Enums in Kod are tagged unions — each value carries a discriminant identifying which variant it is, plus an optional payload with named fields.

Declaration

type Direction = enum {
    North
    South
    East
    West
}

type Message = enum {
    // unit variant (no payload)
    Quit
    // payload variants
    Text(content: str)
    Move(x: int64, y: int64)
}

Comments are allowed inside the body.

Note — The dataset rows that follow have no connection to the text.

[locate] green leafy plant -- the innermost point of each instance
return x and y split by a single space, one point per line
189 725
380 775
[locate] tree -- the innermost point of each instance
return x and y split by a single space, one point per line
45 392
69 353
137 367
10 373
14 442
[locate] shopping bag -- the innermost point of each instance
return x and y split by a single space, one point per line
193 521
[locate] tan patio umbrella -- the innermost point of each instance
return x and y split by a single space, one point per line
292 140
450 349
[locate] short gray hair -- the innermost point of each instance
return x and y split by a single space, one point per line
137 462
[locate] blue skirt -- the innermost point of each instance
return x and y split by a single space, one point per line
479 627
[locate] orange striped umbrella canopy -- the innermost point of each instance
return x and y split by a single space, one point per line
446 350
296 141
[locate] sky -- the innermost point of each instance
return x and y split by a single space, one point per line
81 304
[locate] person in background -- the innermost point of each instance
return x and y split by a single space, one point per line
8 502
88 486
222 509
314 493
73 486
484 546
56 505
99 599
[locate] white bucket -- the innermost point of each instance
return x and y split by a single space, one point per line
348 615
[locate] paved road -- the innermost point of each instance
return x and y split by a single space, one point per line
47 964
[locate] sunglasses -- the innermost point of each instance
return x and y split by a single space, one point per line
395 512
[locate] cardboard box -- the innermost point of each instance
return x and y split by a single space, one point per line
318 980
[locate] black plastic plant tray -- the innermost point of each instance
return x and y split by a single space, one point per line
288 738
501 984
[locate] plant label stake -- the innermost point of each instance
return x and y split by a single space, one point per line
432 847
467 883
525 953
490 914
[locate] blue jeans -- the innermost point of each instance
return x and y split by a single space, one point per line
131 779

Variants without parentheses are unit variants; variants with parentheses carry named fields.

Construction

let d: Direction = Direction.North
let m: Message = Message.Text(content: "hello")
let q: Message = Message.Quit

Implicit variant syntax

Inside a match arm, the enum name can be omitted when the type is unambiguous:

match d {
    .North -> print("north")
    .South -> print("south")
    else -> {}
}

Unit variants can also use the implicit .Variant form in expressions:

let d: Direction = .North

Payload variants always require the explicit form at construction time.

Pattern matching

match m {
    Message.Quit -> print("quit")
    Message.Text(content) -> print(content)
    Message.Move(x, y) -> {
        print_int(x)
        print_int(y)
    }
    else -> {}
}
  • Bindings in payload patterns (content, x, y) capture the field values
  • else is the catch-all arm; matches whatever the other arms didn't
  • Arm bodies can be a single expression (after ->) or a block ({ ... })

Memory layout (compiler)

[ offset 0  ] discriminant : int64  (8 bytes)
[ offset 8  ] payload      : max(variant payload sizes) bytes

Variants are assigned discriminants in declaration order starting from 0.

Example: Message

Message.Quit  → discriminant 0, no payload
Message.Text  → discriminant 1, content at payload offset 0  (8 bytes)
Message.Move  → discriminant 2, x at offset 0, y at offset 8 (16 bytes)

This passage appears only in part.